World Neurosurg. 2018 Nov;119:267-273. doi: 10.1016/j.wneu.2018.08.021. Epub 2018 Aug 15.
The definitive treatment of perimedullary arteriovenous fistulas (PMAVFs) is warranted in view of the progressive neurologic decline noted with the conservative mode of management. The treatment options include microsurgical excision, endovascular embolization, or a multimodal approach. Because of the relatively larger size of the feeding arteries in type B and C PMAVFs, an endovascular approach is usually feasible. However, the endovascular treatment for type A lesions is technically challenging in view of near normal sized arterial feeders. Endovascular embolization using n-butyl cyanoacrylate is described; however, successful use of liquid embolic agents such as onyx or squid is not previously documented.

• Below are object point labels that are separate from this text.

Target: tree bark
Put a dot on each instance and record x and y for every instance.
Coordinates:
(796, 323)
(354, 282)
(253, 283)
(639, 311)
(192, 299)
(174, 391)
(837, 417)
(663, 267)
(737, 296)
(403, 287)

The described 3 cases initially presented with insidious onset and gradually progressive paraparesis, paresthesia, and urinary symptoms. The imaging (magnetic resonance and digital subtraction angiography) revealed type A PMAVFs. The microcatheter could be successfully navigated close to the fistulous site, and complete obliteration of the fistula was achieved using ethylene vinyl alcohol copolymer (EVOH)-based liquid embolic agent, squid in all of our cases. The occlusion remained durable, and patients showed steady neurologic improvement in the follow-up period.
Endovascular embolization of type A PMAVF using EVOH-based liquid embolic agent is feasible and could be considered as an effective alternative to surgery.
鉴于保守治疗方式下出现的进行性神经功能衰退,有必要对髓周动静脉瘘(PMAVFs)进行确定性治疗。治疗选择包括显微手术切除、血管内栓塞或多模式方法。由于B型和C型PMAVFs的供血动脉相对较粗,血管内治疗通常可行。然而,鉴于A型病变的供血动脉大小接近正常,血管内治疗在技术上具有挑战性。本文描述了使用正丁基氰基丙烯酸酯进行血管内栓塞的情况;然而,此前尚未有使用诸如Onyx或Squid等液体栓塞剂成功治疗的记录。
所描述的3例患者最初表现为隐匿起病,逐渐进展的双下肢轻瘫、感觉异常和泌尿系统症状。影像学检查(磁共振成像和数字减影血管造影)显示为A型PMAVFs。在所有病例中,微导管均能成功抵达瘘口附近,并使用基于乙烯-乙烯醇共聚物(EVOH)的液体栓塞剂Squid实现了瘘口的完全闭塞。闭塞效果持久,患者在随访期间神经功能持续改善。
使用基于EVOH的液体栓塞剂对A型PMAVF进行血管内栓塞是可行的,可被视为手术的有效替代方法。